There was a long silence after that. It was too quiet in the underground space. That was probably good, though. It was probably too soon for the other Wraith to have left, so footsteps above them wouldn’t mean anything good. She wasn’t sure whether they’d even be able to hear footsteps through the thick earth ceiling above them. Ronon would probably know.
“If that’s what you think, then why…” Jennifer began. It took her a minute to figure out how she wanted to finish that sentence, but Ronon waited while she did. She got the feeling he would have waited much longer if he’d needed to. “Why are we still friends? If we, you know, are.”
“I can live with that stuff,” Ronon said. “In a friend.”

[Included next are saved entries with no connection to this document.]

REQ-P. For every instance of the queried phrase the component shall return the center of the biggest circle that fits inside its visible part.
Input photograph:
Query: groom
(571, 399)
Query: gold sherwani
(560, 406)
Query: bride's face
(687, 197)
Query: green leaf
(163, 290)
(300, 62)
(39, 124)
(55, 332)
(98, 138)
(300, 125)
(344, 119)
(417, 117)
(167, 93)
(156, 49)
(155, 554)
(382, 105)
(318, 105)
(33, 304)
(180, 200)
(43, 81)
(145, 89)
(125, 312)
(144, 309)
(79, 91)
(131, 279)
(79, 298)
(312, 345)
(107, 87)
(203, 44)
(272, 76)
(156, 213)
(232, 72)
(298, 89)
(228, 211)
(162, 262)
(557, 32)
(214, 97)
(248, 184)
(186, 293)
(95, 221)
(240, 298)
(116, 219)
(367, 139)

“Right,” Jennifer said. She smoothed back her hair, feeling it trying to work its way out of its ponytail. Teyla always managed to come through these kinds of situations looking neatly put together. Jennifer always suspected she looked like anything but a professional.

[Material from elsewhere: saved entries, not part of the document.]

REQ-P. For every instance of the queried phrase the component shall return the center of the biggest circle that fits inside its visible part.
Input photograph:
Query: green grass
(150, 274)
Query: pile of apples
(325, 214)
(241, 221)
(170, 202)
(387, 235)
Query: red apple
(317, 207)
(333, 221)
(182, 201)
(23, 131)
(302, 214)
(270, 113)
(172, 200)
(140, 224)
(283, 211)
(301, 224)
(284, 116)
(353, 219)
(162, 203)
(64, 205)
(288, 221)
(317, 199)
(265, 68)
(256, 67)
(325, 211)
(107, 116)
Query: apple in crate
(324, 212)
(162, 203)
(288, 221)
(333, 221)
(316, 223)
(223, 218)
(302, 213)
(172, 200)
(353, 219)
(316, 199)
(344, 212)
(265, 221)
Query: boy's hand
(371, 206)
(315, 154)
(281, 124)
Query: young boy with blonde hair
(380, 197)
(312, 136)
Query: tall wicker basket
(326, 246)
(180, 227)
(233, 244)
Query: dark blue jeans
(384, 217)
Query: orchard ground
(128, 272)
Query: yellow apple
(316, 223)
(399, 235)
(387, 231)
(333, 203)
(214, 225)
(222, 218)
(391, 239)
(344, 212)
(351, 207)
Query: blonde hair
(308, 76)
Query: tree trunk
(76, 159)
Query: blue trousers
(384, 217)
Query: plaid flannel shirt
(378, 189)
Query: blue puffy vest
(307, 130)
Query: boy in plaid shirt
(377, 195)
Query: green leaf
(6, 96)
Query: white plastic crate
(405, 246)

“The thing is, I’m not Carson,” she said finally. “He has enough experience that if he says he has no idea what to do, people are just going to think it must be a tough problem. If I say that, they’re going to think I’m not ready for this job. If I ask other people what to do — if I act like I’m not in control of a situation that’s gotten scary — then I don’t think anybody’s going to take me seriously.”
She stopped, struck by how well the words applied to more than just herself. She glanced over at Ronon, wishing she could see his face better in the dark. “You get that, right?” she said tentatively. “How maybe it might seem like a good idea to just tell people what to do, so they won’t doubt that you know what you’re doing? And maybe so you won’t look scared.”
“Maybe so,” Ronon said after a while.
“But, you know, maybe I could do a better job of listening to people who might actually have useful ideas about how we could get out of the bad situation,” she said. “You think?”
“Yeah, maybe.”
“Is that a deal?” Jennifer asked. She held out her hand hesitantly, not sure if it was even the right gesture to make, but after a moment Ronon clasped her arm, squeezing hard before he let go.
“So,” he said. “We’re stuck down here. There’s a bunch of Wraith up there. We don’t know if it’s a trap. What do you think we should do?”
Jennifer took a deep breath. “I think we should wait a while and see if Todd comes back,” she said. “If a bunch of Wraith burst in here trying to eat us, then we can probably move on to plan B.”
“Plan B being ‘shoot the Wraith and fight our way back to the Stargate.’”
“That’s the one,” Jennifer said. “You guys seem to get a lot of use out of that plan, to read your reports.”
“It’s simple,” Ronon said. “I like simple plans.”
“So do I,” Jennifer said. “They just never seem to work out that way for me.”